I started simplifying $\int{\dfrac{x}{\sqrt{x^2+1}}dx}$ but I always get this: $\int{x(x^2+1)^{-1/2}dx}.$
But I don't know how to follow by that way.
I started simplifying $\int{\dfrac{x}{\sqrt{x^2+1}}dx}$ but I always get this: $\int{x(x^2+1)^{-1/2}dx}.$
But I don't know how to follow by that way.
Hint. Use the substitution $u=x^2+1$. Then $du = 2x\,dx$, so $x\,dx = \frac{1}{2}\,du$. Therefore, $\frac{x}{\sqrt{x^2+1}}\,dx = \frac{\frac{1}{2}\,du}{\sqrt{u}} = \frac{1}{2}u^{-1/2}\,du.$
Here's a hint: $ \int \frac{1}{\sqrt{1+x^2}}{\huge(}x\,dx{\huge)}. $ If you don't know what that hints at, you should learn it. When you do understand what it hints at, you'll understand how to evaluate most integrals that are done by substitution.

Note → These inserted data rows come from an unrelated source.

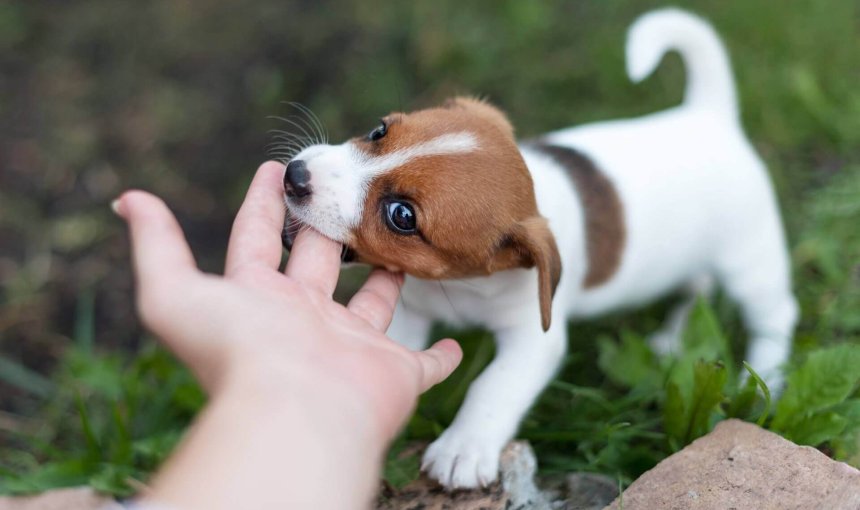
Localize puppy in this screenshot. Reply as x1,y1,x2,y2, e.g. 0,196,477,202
284,5,797,488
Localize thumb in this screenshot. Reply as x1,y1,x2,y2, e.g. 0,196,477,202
111,191,197,333
416,338,463,393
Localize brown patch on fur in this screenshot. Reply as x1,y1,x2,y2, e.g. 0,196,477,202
351,98,561,329
534,143,626,289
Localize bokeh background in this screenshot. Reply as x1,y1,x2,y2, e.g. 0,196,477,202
0,0,860,494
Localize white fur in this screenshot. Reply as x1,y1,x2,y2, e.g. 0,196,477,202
388,9,797,487
291,9,797,487
287,131,478,243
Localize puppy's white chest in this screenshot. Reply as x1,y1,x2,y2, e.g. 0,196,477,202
400,269,540,329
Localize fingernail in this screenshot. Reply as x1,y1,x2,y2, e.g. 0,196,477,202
110,198,122,217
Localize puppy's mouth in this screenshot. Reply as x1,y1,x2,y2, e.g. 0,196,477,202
281,210,357,263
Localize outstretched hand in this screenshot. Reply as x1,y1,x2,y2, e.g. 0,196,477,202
114,162,462,510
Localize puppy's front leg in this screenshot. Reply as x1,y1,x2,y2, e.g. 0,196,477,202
422,320,567,489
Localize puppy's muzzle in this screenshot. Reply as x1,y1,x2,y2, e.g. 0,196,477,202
284,160,313,199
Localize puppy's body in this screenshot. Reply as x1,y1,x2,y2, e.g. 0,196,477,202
288,9,797,487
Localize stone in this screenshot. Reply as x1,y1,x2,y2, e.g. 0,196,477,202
607,420,860,510
0,487,122,510
538,473,618,510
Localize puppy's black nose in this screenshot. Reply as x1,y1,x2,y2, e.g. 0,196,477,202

This looks like a problem for . . . u-substitution!
Let $u$ = $x^{2} + 1$. Thus, $du = 2x dx$.
So now, your integral is:
$\frac{1}{2} \int \frac{1}{\sqrt{u}} du$
$\frac{1}{2} \cdot {2\sqrt{u}}$
Substituting $u$ back in for terms of $x$ and multiplying the $\frac {1}{2}$ by $2$, you are left with
$\sqrt{x^{2} + 1}$
Personally, I dislike the use of variable substitution, which is sort of mechanical, for problems that can be solved by applying concept. Not to mention that changing variables is always taken extremely lightly, as if we can just plug in any expression for $x$ and presto! new variable! For example $u = x^2+1$ is clearly not valid in all of $\mathbb R$ as it isn't injective, but it is in $\mathbb R^+$, which works out because that's all we need in this case, but no one seemed to care to use this justification! Also in for beginner calculus students, "$\mathrm dx$" means god knows what, all I need to know is that $\mathrm d(f(x))=f'(x)\mathrm dx,$ and hence we encourage liberal manipulation of meaningless symbols.
For these kinds of integrals just use the chain rule: $ (f(u(x))' = f'(u(x))u'(x)\Rightarrow f(u(x))=\int f'(u(x))u'(x) \mathrm dx$ So here just identify $u(x)=x^2+1$ and $u'(x)=2x$, so all we need is a factor of $2$ inside the integral which we can obtain if we also divide by $2$, which we can then factor out. I think this is a very good method in general, that is, the method of looking for when a function and its own derivative are present in an integral.
Substituting $x^2 + 1 = y$, hence $xdx = \frac{1}{2}dy$. Therefore, the integral becomes $\int \frac{1}{2\sqrt{y}}dy$ which should be simple to evaluate.